Scaling a business beyond a home market is a huge milestone. Turning local success into sustainable growth across regions comes with real complexity. Teams have to navigate new markets, new expectations, and new risks. But there’s one part of the strategy that’s often underestimated, or left until it’s too late. Your research strategy.
Not just what research you’re doing today, but whether it can realistically scale as your business expands into new regions, cultures, and customer segments.
The hidden problem with “one-off” research
Many organizations rely on one-off, project-based research to inform decisions. That approach can feel manageable in a single market, especially when timelines are short and budgets are contained, but as soon as companies start operating across regions, the limitations become clear.
To keep up, teams often run separate studies in each market or turn to general population samples to move faster. Both paths introduce risk. One-off studies are expensive and slow to repeat, while exclusively leveraging general samples can make it difficult to know whether the feedback truly reflects the needs and behaviors of real customers. As the number of markets grows, so does the cost, complexity, and uncertainty behind every decision.

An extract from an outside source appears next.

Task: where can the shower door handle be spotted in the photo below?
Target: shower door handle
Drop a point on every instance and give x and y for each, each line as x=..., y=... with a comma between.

Scaling starts with building research around real customers
Scalable research doesn’t mean more research. It means better infrastructure for listening. The most resilient global teams anchor their insights strategy in real, verified customers who’ve opted in to share their feedback over time. With a customer community in place, research becomes easier to repeat, faster to execute, and more consistent across markets. Teams can ask better questions, track changes over time, and respond to regional differences without rebuilding the process each time. What often feels complex about global research becomes far more manageable when the right infrastructure is already there.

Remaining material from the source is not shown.